Recently, Disney and Fox agreed to a merger that would allow the House of Mouse to takeover a significant portion of Twentieth Century Fox's assets, including its movie and television products. The deal could take about a year to go through, but when it does, it will drop the number of major movie studios from six to five, those being Warner Bros., Paramount, Universal, Sony, and Walt Disney Studios. Recently, Sony Pictures Entertainment chairperson Tony Vinciquerra said that he sees the venture between Fox and Disney as the wave of the future for the movie business, and he hopes that Sony is able to get ahead of the curve. Per Vinciquerra,

If we don't grow, we will be somebody's purchase. I didn't take the job to do it for a year and sell the company.

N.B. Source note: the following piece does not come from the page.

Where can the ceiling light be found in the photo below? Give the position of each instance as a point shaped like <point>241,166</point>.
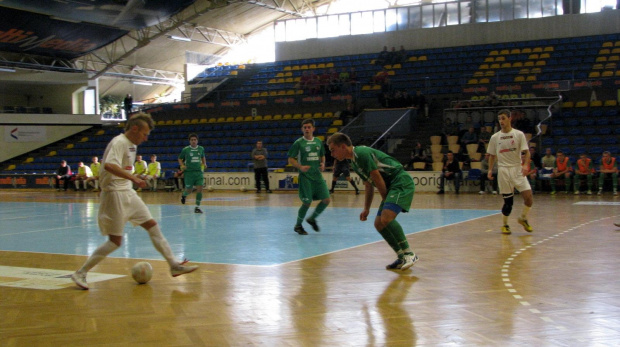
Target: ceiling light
<point>180,38</point>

Vincinquerra only recently took over his gig at Sony, spending the time since he was hired last June looking into the studio's priorities. In a Q&A with Soledad O'Brien (via Variety), the chairman revealed that he believes in the coming years the movie studios may shrink from the big six to only three or four in the future. If Sony is to survive that potential merging, it will need to begin thinking outside the box, preparing for a business that "is changing rapidly," according to Tony Vinciquerra. In fact, Sony even tried to get in on the Twentieth Century Fox negotiations, but at the point where the studio entered the fray, Disney and Fox had already started talks.

If Sony's idea is to be a bigger player in the market, the last few months have gotten the studio off to a good start. Jumanji: Welcome to the Jungle is a Sony venture. Made on only a $90 million budget, plus advertising of course, Jumanji has so far pulled in over $700 million dollars worldwide. It is currently the sixth-highest box office intake for a Sony movie of all time, and the film still has a few more weeks in theaters before it is tapped out, so it could bump up even higher on the list. Sony took a big swing with Jumanji, taking a familiar premise like Jumanji and reworking it for a modern audience.

As for the Disney and Fox merger, Disney has been planning two streaming services for a while, one geared toward original content and another geared toward sports. Adding Fox's holdings in terms of TV and movies would give Disney a leg up against competition like Netflix and Hulu, and the addition of more sports content that Fox currently has a corner should help the other, sports-oriented streaming service immensely. Sony may not have similar holdings, but it does have the rights to Spider-Man characters on film and some other interesting film properties. Another studio might eventually come calling as a suitor to buy, and it seems like the studio's goal to stay ahead of that curve.